In zijn woonplaats Nijmegen is de Nederlandse christendemocratische oud-premier Dries van Agt overleden. Hij werd 93 en besteedde zijn laatste jaren aan de Palestijnse zaak. We geven hierna ongewijzigd het interview met Van Agt weer dat in 2008 in Knack verscheen. ‘Lieve mensen, schrijf toch een vlammend artikel!’

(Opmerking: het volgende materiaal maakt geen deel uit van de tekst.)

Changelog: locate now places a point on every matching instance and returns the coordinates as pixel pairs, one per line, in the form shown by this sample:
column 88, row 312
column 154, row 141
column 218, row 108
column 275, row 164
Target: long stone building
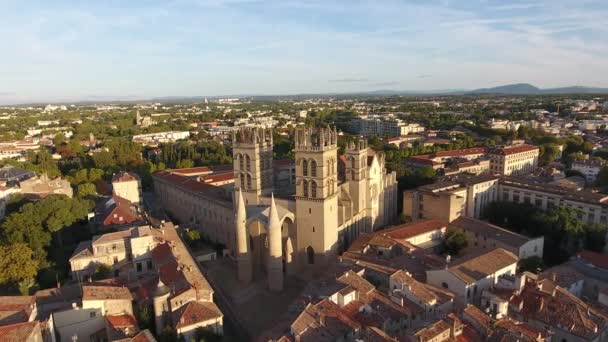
column 279, row 225
column 468, row 195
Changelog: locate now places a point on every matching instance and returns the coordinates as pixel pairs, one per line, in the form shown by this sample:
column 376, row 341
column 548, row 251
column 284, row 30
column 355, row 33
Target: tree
column 17, row 264
column 86, row 190
column 549, row 153
column 168, row 334
column 193, row 237
column 602, row 178
column 102, row 271
column 204, row 335
column 454, row 241
column 144, row 317
column 103, row 160
column 21, row 228
column 532, row 264
column 34, row 223
column 595, row 237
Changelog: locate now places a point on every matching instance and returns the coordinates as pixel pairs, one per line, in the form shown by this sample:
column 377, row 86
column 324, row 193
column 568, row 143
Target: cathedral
column 288, row 216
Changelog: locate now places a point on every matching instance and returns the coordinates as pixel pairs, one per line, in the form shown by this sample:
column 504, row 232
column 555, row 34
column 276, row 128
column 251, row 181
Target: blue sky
column 67, row 50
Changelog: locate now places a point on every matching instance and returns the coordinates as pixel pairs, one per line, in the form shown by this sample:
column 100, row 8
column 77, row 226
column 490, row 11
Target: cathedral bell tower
column 252, row 155
column 356, row 172
column 316, row 153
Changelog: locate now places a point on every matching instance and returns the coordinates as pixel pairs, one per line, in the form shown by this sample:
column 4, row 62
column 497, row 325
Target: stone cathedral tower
column 356, row 175
column 252, row 155
column 316, row 153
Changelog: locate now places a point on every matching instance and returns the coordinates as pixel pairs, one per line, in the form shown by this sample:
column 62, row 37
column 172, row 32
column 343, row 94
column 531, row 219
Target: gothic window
column 305, row 188
column 311, row 255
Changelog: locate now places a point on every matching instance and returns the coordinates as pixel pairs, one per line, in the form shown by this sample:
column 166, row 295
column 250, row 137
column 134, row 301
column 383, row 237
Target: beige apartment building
column 127, row 185
column 465, row 195
column 468, row 195
column 302, row 216
column 514, row 160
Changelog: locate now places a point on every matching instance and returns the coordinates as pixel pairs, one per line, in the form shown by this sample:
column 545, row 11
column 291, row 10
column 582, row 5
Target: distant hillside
column 518, row 88
column 528, row 89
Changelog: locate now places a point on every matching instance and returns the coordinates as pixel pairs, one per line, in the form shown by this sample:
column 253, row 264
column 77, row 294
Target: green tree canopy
column 17, row 264
column 454, row 241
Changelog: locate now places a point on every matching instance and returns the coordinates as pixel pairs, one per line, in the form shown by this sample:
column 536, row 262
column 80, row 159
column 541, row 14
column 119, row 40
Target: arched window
column 240, row 158
column 311, row 255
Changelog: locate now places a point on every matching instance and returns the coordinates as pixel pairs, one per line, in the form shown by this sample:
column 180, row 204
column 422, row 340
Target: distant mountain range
column 510, row 89
column 528, row 89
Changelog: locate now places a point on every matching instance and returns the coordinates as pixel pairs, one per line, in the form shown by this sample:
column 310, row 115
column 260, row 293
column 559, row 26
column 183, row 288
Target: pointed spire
column 241, row 212
column 273, row 220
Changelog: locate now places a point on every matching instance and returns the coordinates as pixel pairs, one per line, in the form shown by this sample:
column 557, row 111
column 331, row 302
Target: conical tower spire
column 275, row 260
column 242, row 240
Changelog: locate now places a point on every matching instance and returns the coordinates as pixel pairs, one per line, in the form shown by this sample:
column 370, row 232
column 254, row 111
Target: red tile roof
column 189, row 171
column 121, row 321
column 594, row 258
column 195, row 312
column 106, row 293
column 18, row 332
column 559, row 309
column 191, row 184
column 460, row 153
column 508, row 150
column 408, row 230
column 124, row 176
column 114, row 208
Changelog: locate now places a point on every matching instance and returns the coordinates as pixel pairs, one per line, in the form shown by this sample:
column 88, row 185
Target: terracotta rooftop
column 509, row 150
column 409, row 230
column 324, row 321
column 459, row 153
column 121, row 321
column 423, row 291
column 432, row 331
column 480, row 318
column 116, row 210
column 124, row 176
column 357, row 282
column 19, row 331
column 559, row 309
column 15, row 309
column 192, row 184
column 143, row 336
column 489, row 230
column 106, row 293
column 596, row 259
column 195, row 312
column 483, row 265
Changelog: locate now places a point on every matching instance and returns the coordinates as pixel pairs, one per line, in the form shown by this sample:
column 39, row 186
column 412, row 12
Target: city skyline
column 68, row 51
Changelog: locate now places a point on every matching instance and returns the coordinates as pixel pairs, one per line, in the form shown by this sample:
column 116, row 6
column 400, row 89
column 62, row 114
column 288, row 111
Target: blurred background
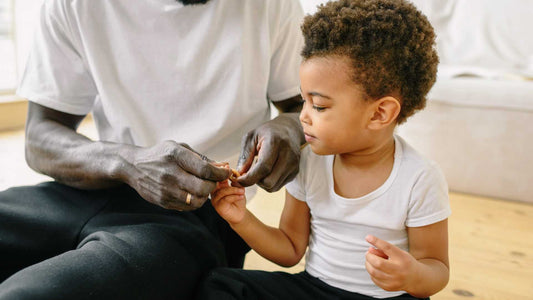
column 477, row 125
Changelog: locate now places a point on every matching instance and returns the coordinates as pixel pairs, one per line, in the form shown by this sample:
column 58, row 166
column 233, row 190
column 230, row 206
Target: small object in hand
column 234, row 173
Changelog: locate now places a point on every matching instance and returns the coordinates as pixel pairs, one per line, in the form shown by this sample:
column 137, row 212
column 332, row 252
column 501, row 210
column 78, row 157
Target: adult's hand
column 276, row 144
column 165, row 173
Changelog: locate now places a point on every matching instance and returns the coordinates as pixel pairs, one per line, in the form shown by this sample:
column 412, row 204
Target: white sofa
column 478, row 123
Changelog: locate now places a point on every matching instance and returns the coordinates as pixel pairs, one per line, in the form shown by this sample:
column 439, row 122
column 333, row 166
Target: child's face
column 335, row 114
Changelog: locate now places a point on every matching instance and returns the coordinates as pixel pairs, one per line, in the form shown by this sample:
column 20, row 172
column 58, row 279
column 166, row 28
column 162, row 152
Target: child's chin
column 319, row 150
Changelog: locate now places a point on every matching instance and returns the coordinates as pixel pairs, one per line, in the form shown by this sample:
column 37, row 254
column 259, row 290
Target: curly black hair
column 390, row 43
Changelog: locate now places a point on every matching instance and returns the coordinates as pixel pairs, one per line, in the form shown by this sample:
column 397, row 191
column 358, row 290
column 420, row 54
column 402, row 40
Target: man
column 173, row 86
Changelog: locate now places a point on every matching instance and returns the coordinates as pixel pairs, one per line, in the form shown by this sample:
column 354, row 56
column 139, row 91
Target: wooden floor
column 491, row 241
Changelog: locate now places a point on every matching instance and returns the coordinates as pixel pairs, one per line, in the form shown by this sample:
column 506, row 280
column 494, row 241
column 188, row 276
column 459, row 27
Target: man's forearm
column 432, row 276
column 71, row 158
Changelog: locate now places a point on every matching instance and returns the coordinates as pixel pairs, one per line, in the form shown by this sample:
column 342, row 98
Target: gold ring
column 188, row 200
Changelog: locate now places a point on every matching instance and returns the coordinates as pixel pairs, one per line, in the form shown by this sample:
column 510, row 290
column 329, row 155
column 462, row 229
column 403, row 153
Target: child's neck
column 357, row 174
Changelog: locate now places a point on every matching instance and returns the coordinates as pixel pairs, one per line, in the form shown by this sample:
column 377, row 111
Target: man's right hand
column 165, row 173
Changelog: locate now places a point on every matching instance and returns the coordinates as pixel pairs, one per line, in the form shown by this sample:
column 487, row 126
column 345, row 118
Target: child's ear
column 384, row 112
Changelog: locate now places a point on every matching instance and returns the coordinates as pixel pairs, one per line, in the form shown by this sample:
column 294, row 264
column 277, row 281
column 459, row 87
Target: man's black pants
column 232, row 284
column 58, row 242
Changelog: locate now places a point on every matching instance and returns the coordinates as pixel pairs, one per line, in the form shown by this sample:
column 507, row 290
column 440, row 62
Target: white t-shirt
column 155, row 70
column 414, row 195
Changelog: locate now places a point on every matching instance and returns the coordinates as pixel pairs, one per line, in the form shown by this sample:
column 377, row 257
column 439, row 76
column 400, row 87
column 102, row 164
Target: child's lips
column 308, row 137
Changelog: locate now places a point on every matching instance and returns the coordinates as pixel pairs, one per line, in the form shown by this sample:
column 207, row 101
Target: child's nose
column 304, row 116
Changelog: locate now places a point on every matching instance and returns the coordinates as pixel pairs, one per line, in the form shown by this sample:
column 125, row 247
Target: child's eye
column 318, row 108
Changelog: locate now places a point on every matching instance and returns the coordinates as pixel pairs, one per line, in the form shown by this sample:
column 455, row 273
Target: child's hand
column 390, row 268
column 229, row 202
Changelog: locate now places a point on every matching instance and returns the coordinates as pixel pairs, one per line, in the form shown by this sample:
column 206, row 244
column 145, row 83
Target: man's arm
column 276, row 144
column 161, row 174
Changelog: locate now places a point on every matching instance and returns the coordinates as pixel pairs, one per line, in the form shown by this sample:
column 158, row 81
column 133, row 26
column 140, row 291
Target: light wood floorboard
column 491, row 240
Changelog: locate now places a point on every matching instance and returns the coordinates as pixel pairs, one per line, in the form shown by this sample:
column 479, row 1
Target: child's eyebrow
column 315, row 94
column 319, row 95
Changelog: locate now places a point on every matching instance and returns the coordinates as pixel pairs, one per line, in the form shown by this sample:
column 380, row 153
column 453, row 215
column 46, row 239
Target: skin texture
column 339, row 119
column 162, row 174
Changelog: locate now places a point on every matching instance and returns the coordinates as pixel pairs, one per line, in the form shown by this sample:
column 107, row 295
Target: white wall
column 26, row 16
column 309, row 6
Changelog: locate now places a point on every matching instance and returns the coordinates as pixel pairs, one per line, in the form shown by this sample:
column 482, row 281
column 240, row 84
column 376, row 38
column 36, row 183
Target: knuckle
column 198, row 202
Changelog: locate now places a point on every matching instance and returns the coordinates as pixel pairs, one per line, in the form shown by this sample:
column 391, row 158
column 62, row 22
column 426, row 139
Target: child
column 372, row 211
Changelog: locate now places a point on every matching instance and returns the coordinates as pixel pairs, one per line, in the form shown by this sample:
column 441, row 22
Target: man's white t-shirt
column 157, row 70
column 415, row 194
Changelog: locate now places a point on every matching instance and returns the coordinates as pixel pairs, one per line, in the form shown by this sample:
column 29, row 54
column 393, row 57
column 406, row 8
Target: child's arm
column 285, row 245
column 421, row 272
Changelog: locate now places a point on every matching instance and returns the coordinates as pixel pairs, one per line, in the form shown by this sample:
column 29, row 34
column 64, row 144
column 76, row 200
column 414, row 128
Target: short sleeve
column 297, row 186
column 284, row 80
column 56, row 75
column 429, row 201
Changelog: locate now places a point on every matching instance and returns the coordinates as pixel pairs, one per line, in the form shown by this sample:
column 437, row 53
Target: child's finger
column 376, row 273
column 384, row 246
column 377, row 252
column 232, row 198
column 378, row 262
column 221, row 193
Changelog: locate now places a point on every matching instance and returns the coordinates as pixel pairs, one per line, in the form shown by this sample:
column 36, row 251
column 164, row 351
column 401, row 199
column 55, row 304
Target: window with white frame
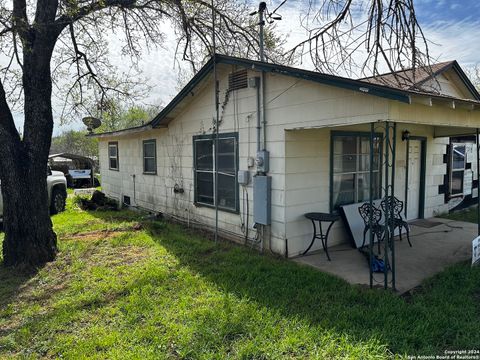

Na een bedevaart naar het Heilig Land maakten woede en schaamte zich meester van de voormalige Nederlandse premier Dries van Agt. Hij besloot zich voortaan aan de Palestijnse zaak te wijden. ‘Het is toch werkelijk om de stenen uit de grond te vloeken als je ziet wat er ginds gebeurt.’

‘De belhamel van het Binnenhof’ noemde de Nederlandse premier Jan Peter Balkenende zijn voorganger Dries van Agt onlangs bij de presentatie van de aan Van Agt gewijde biografie Tour de Force. ‘Een ongeautoriseerde en dus betrouwbare biografie’, grapte de 77-jarige Van Agt – nooit te beroerd voor een kwinkslag.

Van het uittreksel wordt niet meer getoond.